C'est parfait, vous dites-vous avec humeur, vous êtes
justement dans le meilleur état possible pour cette
gymnastique intellectuelle. Fraîche et ...
A
ce moment de vos réflexions, vous observez un curieux rituel.
L'homme
qui se trouve dans la petite guérite de verre a une attitude
bien étrange. Il se met à descendre et remonter les
sourcils, le gauche puis le droit, avec une dextérité
inouïe et renouvelle l'opération à plusieurs
reprises sans dire mot. (???)
- C'est
comme cela qu'on dit «bonjour», «merci», «au
revoir», «ça va?» ou beaucoup d'autres
choses...vous explique votre conductrice avec l'assurance de celle
qui sait.
(Parfait,
ça, c'est extrêmement pratique. Et si on lève les
deux sourcils en même temps, ça veut dire «passe-moi
le sel?» Comment
voulez-vous que je m'y retrouve, moi!)
En
fait d'autoroute, vous roulez quelques kilomètres sur une
quatre voies, limitée à 90 km/h, et rapidement
remplacée par une nationale en plus ou moins bon état.
- Nous
allons traverser la tribu Saint Louis, annoncent vos hôtes.
(Qu'a-t-elle
de particulier pour qu'on vous la fasse remarquer? vous
interrogez-vous naïvement)
- C'est
une ancienne tribu qui a connu des cas d'anthropophagie (????)
et où règnent encore quelques tensions aujourd'hui.
(Vous respirez
profondément et pensez :qu'est-ce que c'est encore ?)
- Heu,
c'est-à-dire? tentez-vous timidement, en contenant votre
nervosité.
- Oh,
il ne faut pas s'affoler (facile
à dire!).
Certains Kanaks de cette tribu n'aiment pas trop les Blancs et
jettent des pierres sur leurs voitures, c'est tout
(!!!);
vous répond-on
avec une habitude un peu lasse.
- Ah,
d'accord, opinez-vous du bonnet avec un air entendu... pas du tout
convaincue par les explications et ne redoutant qu'une chose : une
nouvelle panne!
(Vous
imaginez déjà l'héritier en train de griller en
brochette au-dessus d'un magnifique feu de joie)
Tout
va bien, tout va bien, tout va bien, TOUT VA BIEN.
La
route devient plus difficile. Les virages en lacets se multiplient et
le relief est de plus en plus accidenté. Vous vous hissez
jusqu'au col de Plum. Même si la vue est superbe, vous sentez
imperceptiblement que «la villa au bord du lagon»

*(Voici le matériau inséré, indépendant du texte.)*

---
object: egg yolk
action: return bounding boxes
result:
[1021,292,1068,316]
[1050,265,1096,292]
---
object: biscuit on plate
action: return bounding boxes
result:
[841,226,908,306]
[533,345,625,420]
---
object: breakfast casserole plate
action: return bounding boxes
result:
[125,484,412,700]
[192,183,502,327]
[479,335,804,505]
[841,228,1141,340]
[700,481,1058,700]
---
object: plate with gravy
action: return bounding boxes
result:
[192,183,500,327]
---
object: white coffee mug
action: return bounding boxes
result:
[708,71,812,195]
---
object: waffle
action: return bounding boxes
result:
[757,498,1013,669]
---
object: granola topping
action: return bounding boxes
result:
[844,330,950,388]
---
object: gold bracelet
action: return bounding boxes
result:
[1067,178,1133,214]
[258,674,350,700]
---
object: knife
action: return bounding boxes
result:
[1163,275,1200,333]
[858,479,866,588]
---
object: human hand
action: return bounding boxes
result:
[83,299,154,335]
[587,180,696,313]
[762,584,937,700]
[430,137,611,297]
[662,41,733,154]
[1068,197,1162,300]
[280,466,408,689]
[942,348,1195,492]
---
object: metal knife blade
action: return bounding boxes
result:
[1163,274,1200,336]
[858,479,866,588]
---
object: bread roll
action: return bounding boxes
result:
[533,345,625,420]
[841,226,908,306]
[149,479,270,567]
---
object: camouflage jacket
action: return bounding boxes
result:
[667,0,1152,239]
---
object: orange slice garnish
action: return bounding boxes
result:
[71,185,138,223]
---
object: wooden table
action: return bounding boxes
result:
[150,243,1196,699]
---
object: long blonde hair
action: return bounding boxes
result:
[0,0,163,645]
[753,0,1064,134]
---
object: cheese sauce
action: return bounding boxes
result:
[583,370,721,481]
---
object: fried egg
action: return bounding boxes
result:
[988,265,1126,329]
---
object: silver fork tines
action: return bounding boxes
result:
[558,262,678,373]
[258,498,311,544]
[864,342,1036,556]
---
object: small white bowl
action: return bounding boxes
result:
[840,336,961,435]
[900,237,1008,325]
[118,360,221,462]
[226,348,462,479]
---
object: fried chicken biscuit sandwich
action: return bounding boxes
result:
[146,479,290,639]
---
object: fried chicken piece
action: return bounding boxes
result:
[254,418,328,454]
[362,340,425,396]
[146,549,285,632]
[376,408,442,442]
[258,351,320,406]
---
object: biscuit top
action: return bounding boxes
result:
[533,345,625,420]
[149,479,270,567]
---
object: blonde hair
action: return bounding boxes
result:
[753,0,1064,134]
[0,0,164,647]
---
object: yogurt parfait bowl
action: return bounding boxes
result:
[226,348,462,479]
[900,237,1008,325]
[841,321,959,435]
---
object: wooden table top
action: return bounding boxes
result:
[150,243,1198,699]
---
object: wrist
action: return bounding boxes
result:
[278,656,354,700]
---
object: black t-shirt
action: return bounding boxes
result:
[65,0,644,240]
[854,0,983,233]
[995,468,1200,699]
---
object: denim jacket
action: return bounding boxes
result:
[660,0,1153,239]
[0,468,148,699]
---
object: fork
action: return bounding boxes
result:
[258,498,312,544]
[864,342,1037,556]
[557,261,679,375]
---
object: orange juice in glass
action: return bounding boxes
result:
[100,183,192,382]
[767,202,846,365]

s'éloigne au fur et à mesure que vous gagnez du
terrain.
- Voici
la fontaine de Plum.
On
vous désigne une sorte de lavoir public où se pressent
tout un tas de gens, des jerricanes sous le bras, leur pick -up
rutilant garé non loin de là.
Vous
observez distraitement, impatiente de gagner votre nouvelle maison et
éreintée d'avoir tant d'informations à absorber
simultanément.
- C'est
ici que vous viendrez chercher votre eau.
C'est
radical. La douce léthargie dans laquelle, quelques minutes
auparavant vous étiez encore plongée n'est plus qu'un
lointain souvenir.(Qu'est-ce-que
cela signifie? Faut-il
comprendre qu'il n'y aura pas d'eau potable chez nous??)
- Mais vous voulez dire que..., vous étouffez-vous, incapable de finir votre phrase.